Two Roads?: Endogeneity of Credit, Expectations, and Fed Activism

Like gold, credit is subject to laws of supply and demand. Since it doubles as money, its quantity can adjust to alleviate an excess demand for money assuming that expansion is not limited by elevated credit risk. We can expect credit markets to conform more closely to the classical model if policy uncertainty is reduced (Koppl 2002, 184-194).[1] A consistent rule like nominal income targeting would help limit some of this risk by stabilizing expectations about monetary policy. Not only does the base money supply become responsive to demand under a nominal income target regime; credit markets become more flexible too. In what follows, I will outline the operation of credit markets as would occur absent outside interference. I will also analyze the effects of central bank activism and of regulation of credit on the responsiveness of credit markets to demand for money.

The relationship of credit and an endogenous money stock has long been recognized (Thornton 1939; Wicksell 1936; Hawtrey 1919). The response of credit to an increased demand for money is not only an empirical observation. As Glasner aptly points out, “nominal balances [of banks] fluctuated with ‘the needs of trade.’ . . . The law of reflux, in fact, is equivalent to Say’s Identity (1985, 47).” Much like the response of the gold production to an increase in the price of gold, an increased demand for money is concomitant with a rise in demand for money-like substitutes. Financial intermediaries respond to this demand by lowering reserve ratios and expanding their balance sheets (Leijonhufvud 1979; Gorton and Pennacchi 1990; Selgin and White 1994; White 1999).

For clarification, we can imagine a scenario where credit creation helps overcome a shortfall in aggregate demand. Consider an economy that is at the bottom of an economic depression. Prices are still falling, but production and employment have finally begun to increase. Sensing a rise in optimism, entrepreneurs begin to attract investment into new projects.[2] During the depression, banks had to increase their reserve levels in order to maintain solvency. Now that the outlook has improved, banks that survived the spike in defaults begin to increase net investment. They provide the money necessary for entrepreneurs to employ inputs left idle by the depression. Once economic volatility subsides enough to allow the expectations of investors and entrepreneurs to converge to a great enough extent, the former will extend credit to the latter. As realistic plans for a new ordering of resources emerge, output begins to increase and relieve the shortfall in demand.

In recent years, the Federal Reserve, under the chairmanship of Ben Bernanke, has failed to lead the economy into a robust recovery. Instead, the Bernanke Fed has taken on unprecedented roles as a financial regulator and credit allocator (Hummel 2012). Furthermore, the payment of interest on excess reserves has served to incentivize the persistence of low market rates of interest. Increased uncertainty is evidenced increased demand for liquidity as near zero returns on U.S. treasury bills and an elevated spread between these and treasury bonds reflect (U.S. Treasury). Due in part to policy uncertainty and in part to perverse incentives from risk free returns, creditors are more risk averse than usual. Since the start of the crisis in 2008, there has been drop in both the level and rate of growth of bank credit at all commercial banks (see FRED). This is true even as the recession ended 5 years ago. Given an increase in Fed activism under Bernanke, banks were better off lending only to the highest quality borrowers, investing in treasury bills, or leaving excess reserves on account at the Federal Reserve to collect interest.[3]
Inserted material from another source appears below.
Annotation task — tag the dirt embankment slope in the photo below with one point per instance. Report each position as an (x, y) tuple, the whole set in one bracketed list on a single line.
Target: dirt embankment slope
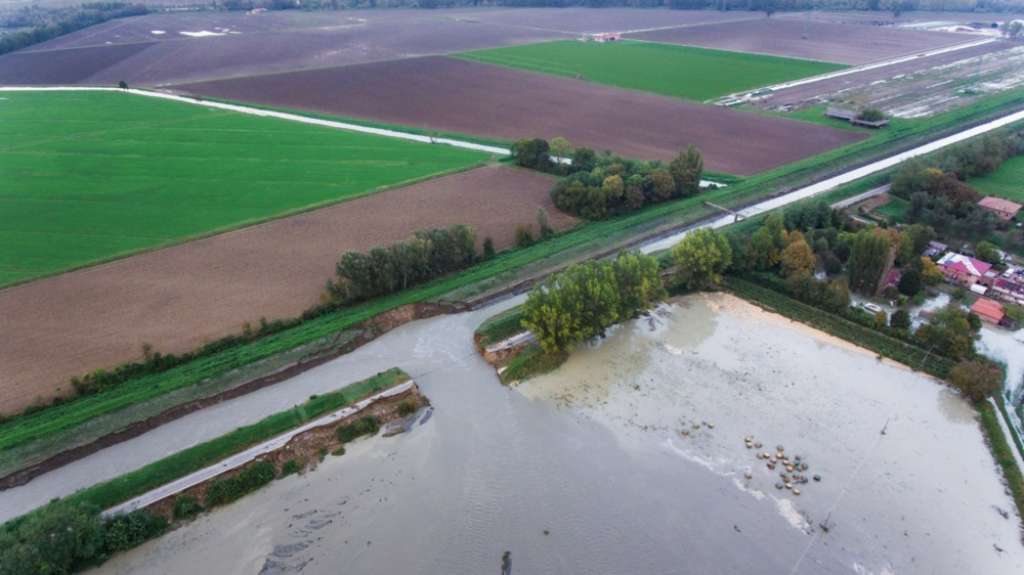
[(177, 298)]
This pattern of policy activism has increased uncertainty.[4] Every time the officials at the Federal Reserve adopt an unexpected policy, market actors must recoordinate their actions to match these new circumstances. If these actors begin to expect numerous changes in policy within a certain time period but are unsure of what those policies will be, they will limit risky activity and the length of investment. In the case of banks, intermediaries will refuse to offer loans to borrowers to whom they would otherwise lend. As banking activity slows due to uncertainty, credit markets are less able to relieve an excess demand for money. Anemic economic growth results.



[1] Roger Koppl argues, “Fed activism did induce instability in money demand. The Fed should not abandon money supply targets, but should pursue them according to a fixed rule.”
[2] This story is consistent with the “stylized facts” of the business cycle. SeeSnowden and Vane (2005).
[3] During the crisis, inflation hedging waned as liquidity preference increased (Gurnayaka, Sack, and Wright 2010, 89).
[4] Ironically, Bernanke cited the importance of a “clear and credible commitments about future policy actions [author’s emphasis].” Cited in Espinosa (2012).